CVE-2009-4131: Arbitrary file overwrite in ext4
Insufficient permission checking in the ext4 filesytem could be exploited by local users to overwrite arbitrary files.
Ksplice update ID: mfm62pmh
2009/12/11 Ross Walker rswwalker@gmail.com
On Dec 10, 2009, at 7:52 PM, Mark Caudill markca@codelulz.com wrote:
Christopher Chan wrote:
Morten Torstensen wrote:
On 08.12.2009 13:34, Chan Chung Hang Christopher wrote:
Speaking for me (on Linux systems) on top of LVM on top of md. On IRIX as it was intended.
That is a disaster combination for XFS even now. You mentioned some pretty hefty hardware in your other post...
If XFS doesn't play well with LVM, how can it even be an option? I couldn't live without LVM...
I meant it in the sense of data guarantee.
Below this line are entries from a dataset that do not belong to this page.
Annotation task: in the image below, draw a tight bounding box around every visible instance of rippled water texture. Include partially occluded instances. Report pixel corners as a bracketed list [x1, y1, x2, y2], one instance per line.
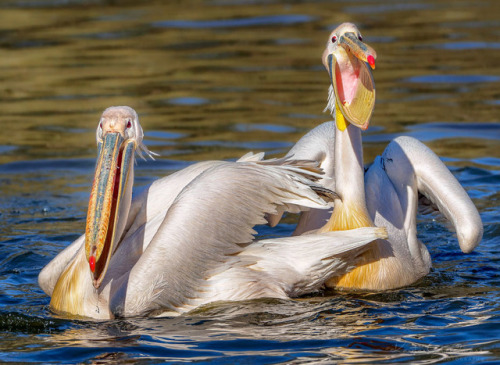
[0, 0, 499, 363]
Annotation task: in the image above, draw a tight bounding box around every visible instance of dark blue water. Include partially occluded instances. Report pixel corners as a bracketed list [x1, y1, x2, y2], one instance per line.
[0, 0, 499, 363]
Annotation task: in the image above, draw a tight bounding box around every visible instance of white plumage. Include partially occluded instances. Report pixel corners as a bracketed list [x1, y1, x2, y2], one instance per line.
[38, 106, 386, 319]
[284, 23, 482, 290]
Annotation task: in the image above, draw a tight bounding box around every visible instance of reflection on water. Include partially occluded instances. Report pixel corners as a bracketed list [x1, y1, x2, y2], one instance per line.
[0, 0, 499, 363]
[2, 294, 496, 363]
[1, 0, 498, 165]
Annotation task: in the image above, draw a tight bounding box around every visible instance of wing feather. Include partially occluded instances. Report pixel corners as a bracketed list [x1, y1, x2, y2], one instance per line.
[111, 161, 330, 316]
[202, 227, 387, 301]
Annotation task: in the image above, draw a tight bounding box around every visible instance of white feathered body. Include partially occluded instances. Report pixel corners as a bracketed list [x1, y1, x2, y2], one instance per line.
[39, 156, 386, 319]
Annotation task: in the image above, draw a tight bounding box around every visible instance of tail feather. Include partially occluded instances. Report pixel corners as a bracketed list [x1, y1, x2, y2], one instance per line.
[241, 226, 387, 296]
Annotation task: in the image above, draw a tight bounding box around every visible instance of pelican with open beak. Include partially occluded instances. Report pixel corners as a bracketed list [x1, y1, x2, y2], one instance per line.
[323, 22, 377, 131]
[286, 23, 482, 290]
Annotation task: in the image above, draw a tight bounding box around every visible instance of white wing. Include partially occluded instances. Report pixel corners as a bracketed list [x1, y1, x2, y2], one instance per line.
[286, 122, 337, 235]
[38, 160, 225, 296]
[206, 226, 388, 301]
[378, 136, 483, 253]
[108, 161, 331, 316]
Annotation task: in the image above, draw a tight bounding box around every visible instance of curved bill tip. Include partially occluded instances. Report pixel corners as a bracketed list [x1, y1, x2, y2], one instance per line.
[89, 255, 96, 273]
[367, 55, 376, 69]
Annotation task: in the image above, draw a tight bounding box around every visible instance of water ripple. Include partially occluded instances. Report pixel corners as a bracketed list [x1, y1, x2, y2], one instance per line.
[406, 75, 500, 84]
[153, 14, 315, 29]
[426, 41, 500, 50]
[364, 122, 500, 144]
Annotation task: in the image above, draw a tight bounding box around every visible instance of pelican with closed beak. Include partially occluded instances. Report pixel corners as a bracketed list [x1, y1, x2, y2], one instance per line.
[39, 106, 387, 319]
[286, 23, 482, 289]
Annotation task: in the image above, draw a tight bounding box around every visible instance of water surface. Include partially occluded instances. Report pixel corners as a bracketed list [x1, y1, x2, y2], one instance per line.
[0, 0, 499, 363]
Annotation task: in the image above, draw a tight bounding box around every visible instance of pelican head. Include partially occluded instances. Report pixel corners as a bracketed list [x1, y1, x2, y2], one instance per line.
[322, 22, 377, 131]
[85, 106, 153, 289]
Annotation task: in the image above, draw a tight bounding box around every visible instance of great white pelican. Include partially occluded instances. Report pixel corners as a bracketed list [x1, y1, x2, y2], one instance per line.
[286, 23, 483, 290]
[38, 106, 387, 319]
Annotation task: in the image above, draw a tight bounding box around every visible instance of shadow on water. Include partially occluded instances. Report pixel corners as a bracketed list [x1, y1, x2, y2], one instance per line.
[0, 0, 499, 363]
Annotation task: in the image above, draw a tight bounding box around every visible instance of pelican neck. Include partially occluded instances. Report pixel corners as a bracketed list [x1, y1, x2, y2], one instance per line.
[334, 123, 366, 206]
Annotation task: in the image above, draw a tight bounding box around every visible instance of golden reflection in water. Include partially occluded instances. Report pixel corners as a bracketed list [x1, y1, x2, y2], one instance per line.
[0, 0, 497, 166]
[35, 295, 493, 363]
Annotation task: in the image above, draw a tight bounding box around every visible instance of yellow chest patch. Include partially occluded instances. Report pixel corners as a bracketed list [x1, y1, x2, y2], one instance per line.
[326, 242, 394, 290]
[319, 201, 373, 233]
[50, 253, 89, 316]
[319, 202, 400, 290]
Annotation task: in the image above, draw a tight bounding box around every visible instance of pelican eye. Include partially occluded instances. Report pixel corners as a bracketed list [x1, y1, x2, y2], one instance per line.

XFS has a major history of losing data unless used with hardware raid cards that have a bbu cache. That changed when XFS got barrier support.
However, anything on LVM be it ext3, ext4 or XFS that has barrier support will not be able to use barriers because device-mapper does not support barriers and therefore, if you use LVM, it better be on a hardware raid array where the card has bbu cache.
Wait, just to be clear, are you saying that all use of LVM is a bad idea unless on hardware RAID? That's bad it if it's true since it seems to me that most modern distros like to use LVM by default. Am I missing something?
If you use a leading edge distro then they will most likely be using a LVM version with barrier support as it was implemented as of 2.6.29-2.6.30+.
It should be backported by the next release of CentOS hopefully.